SCREEN FILM SUMMIT: Financing film projects in the UK are increasingly challenging as the struggle to turn a profit becomes harder, according to funding experts.
Speaking at the Screen Film Summit at the BFI Southbank, Ingenious Investments director Nik Bower pointed to profitability statistics highlighted by the BFI earlier in the day.
“The landscape for private equity in the UK for film is very challenged, partly because of those profitability statistics,” said Bower.
“The UK may the third largest territory for film but it is still a lot smaller than the States. Theatrical rental is particularly lower here than the rest of the world so it makes it really hard to make films profitable in the UK.”
Bower said that globally more films fail than succeed and addressed why people invest in films that are more likely than not to lose money.
“They dream,” he said of investors. “They hope their film will make money and that does happen. If you invest over a portfolio you can be a dreamer with some hope of success in that the successful films can pay for the unsuccessful ones.”
Shoebox Films’ Paul Webster, who has produced films such as Pride & Prejudice, Atonement and Locke, acknowledged that “it’s pretty tough” financing features in the UK.
“It’s a very challenging market right now, unless you hit the sweet spot,” he said.
“There are shining lights out there like Philomena, which is playing into the growing grey pound audience.
“There’s an audience which, in terms of cinema, is growing and being served by the slow proliferation of classy, culture-based houses such as the recent opening of the small twin cinema in Barnes.
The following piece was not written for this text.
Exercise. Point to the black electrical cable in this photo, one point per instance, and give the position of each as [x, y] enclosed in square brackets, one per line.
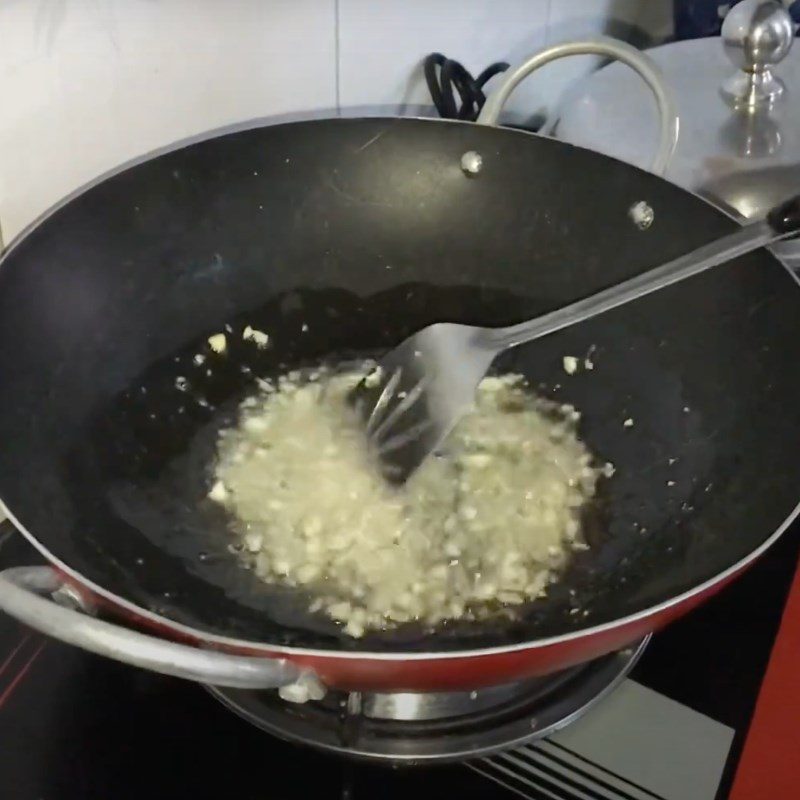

That’s a 130-seat cinema.
“Showing Philomena in its second week, it was the seventh highest grossing screen in the country, which is indicative of audience demand for kind of films that British filmmakers can and do excel at.”
Jenna Sequin, director of media lending at Aver Media Finance, talked about what makes her “eyes light up” when considering projects.
“A producer with a track record and experience is one,” she said.
“We like to see partners like the BFI and Screen Yorkshire because those other partners can help us all. It’s a difficult proposition to bring film from just a script all the way up to my most exciting point – the loan gets repaid. “
She also acknowledged a tough market, not just in the UK but internationally.
“It’s depressed,” she said of the international market. “The big buyers we could rely on to really break the back on the gap are just not there anymore even with great talent. What we used to think of as slum dunks are no longer there.
“Gap is a crystal ball and it’s gazing into the future a year from now. Considering there are so many changes in the international market, that guess is getting tougher so those who are trying to provide funds on that guess, working with a great sales agent, the risk we are willing to take is going to be reduced.”